Modelling of Drug Disposition Kinetics in In Vitro Intestinal Absorption Cell Models

One major prerequisite for an orally administered drug is the ability to cross the intestinal epithelia from intestinal lumen into the blood circulation. Therefore, the absorption potential of molecules is studied early on during the drug development process. Permeation experiments using cultured cell monolayers are one of the most often applied methods to screen and also to predict in more detail the intestinal absorption potential of molecules in preclinical phase. Furthermore, these studies are also used to screen the molecules for transporter interactions as well as for more detailed mechanistic studies of the transfer routes involved. Several mathematical and computational models with complexity varying from simple non-mechanistic single barrier models to mechanistically more detailed compartmental models have been developed to describe the drug disposition during these in vitro permeation experiments. This MiniReview gives an overview of these models and their applications. Also the implications of these models to the prediction of intestinal absorption in vivo are discussed.

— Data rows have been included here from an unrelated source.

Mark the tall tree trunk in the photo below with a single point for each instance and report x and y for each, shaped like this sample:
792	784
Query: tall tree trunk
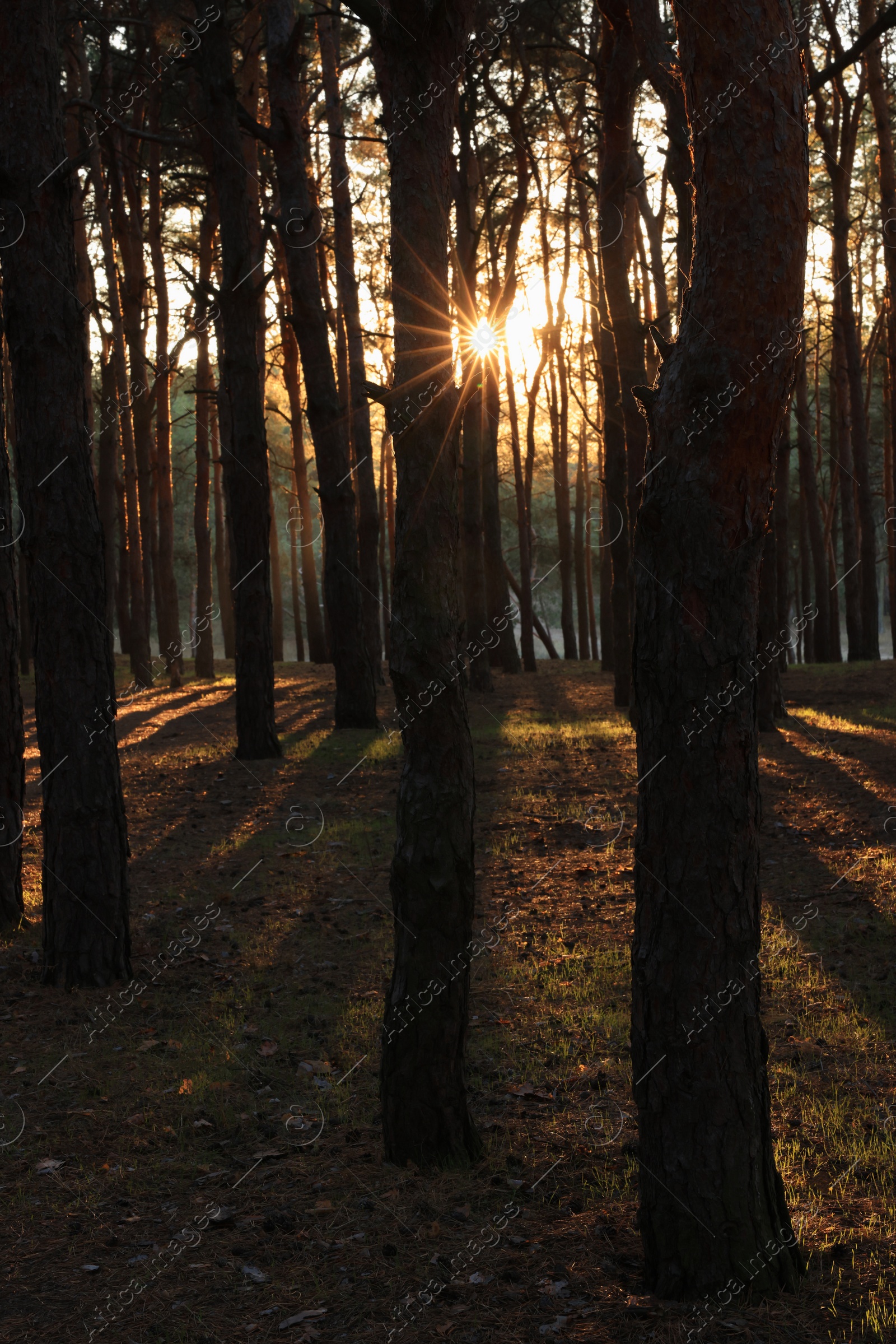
167	605
527	640
300	229
277	585
85	844
782	536
12	765
711	1198
812	511
240	390
465	180
328	31
222	546
621	82
129	236
137	617
108	452
204	649
850	580
307	531
425	1101
614	522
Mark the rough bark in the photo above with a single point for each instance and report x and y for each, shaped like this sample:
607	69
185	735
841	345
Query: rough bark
423	1092
167	605
711	1198
347	288
85	878
204	648
812	509
300	225
12	766
240	393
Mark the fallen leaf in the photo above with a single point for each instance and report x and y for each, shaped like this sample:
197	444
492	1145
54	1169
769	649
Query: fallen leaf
255	1275
302	1316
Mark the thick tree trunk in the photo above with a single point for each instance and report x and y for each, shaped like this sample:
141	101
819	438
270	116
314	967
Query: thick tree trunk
425	1103
809	491
614	522
621	83
12	766
137	617
307	530
712	1202
527	641
222	548
240	393
108	450
204	651
85	877
300	229
347	289
167	605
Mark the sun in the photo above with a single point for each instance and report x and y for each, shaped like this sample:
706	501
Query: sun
484	339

Effects of experimental setup on the apparent concentration dependency of active efflux transport in in vitro cell permeation experiments.

P-Glycoprotein mediated efflux is one of the barriers limiting drug absorption from the intestine. Predictions of the intestinal P-glycoprotein function need to take into account the concentration dependency because high intestinal drug concentrations may saturate P-glycoprotein. However, the substrate binding site of P-glycoprotein lies inside the cells and the drug concentration at the binding site cannot be measured directly. Therefore, rigorous determination of concentration dependent P-glycoprotein kinetics is challenging. In this study, the effects of the aqueous boundary layers, extracellular pH and cellular retention on the apparent saturation kinetics of P-glycoprotein mediated transport of quinidine in an in vitro cell permeation setting were explored. The changes in the experimental conditions caused 1 order of magnitude variation in the apparent affinity to P-glycoprotein (K(m,app)) and a 5-fold difference in the maximum effective P-glycoprotein mediated transport rate of quinidine (V(max,app)). However, fitting the concentration data into a compartmental model which accounted for the aqueous boundary layers, cell membranes and cellular retention suggested that the P-glycoprotein function per se was not altered, it was the differences in the passive transfer of quinidine which changed the apparent transport kinetics. These results provide further insight into the dynamics of the P-glycoprotein mediated transport and on the roles of several confounding factors involved in in vitro experimental setting. Further, the results confirm the applicability of compartmental model based data analysis approach in the determination of active transporter kinetics.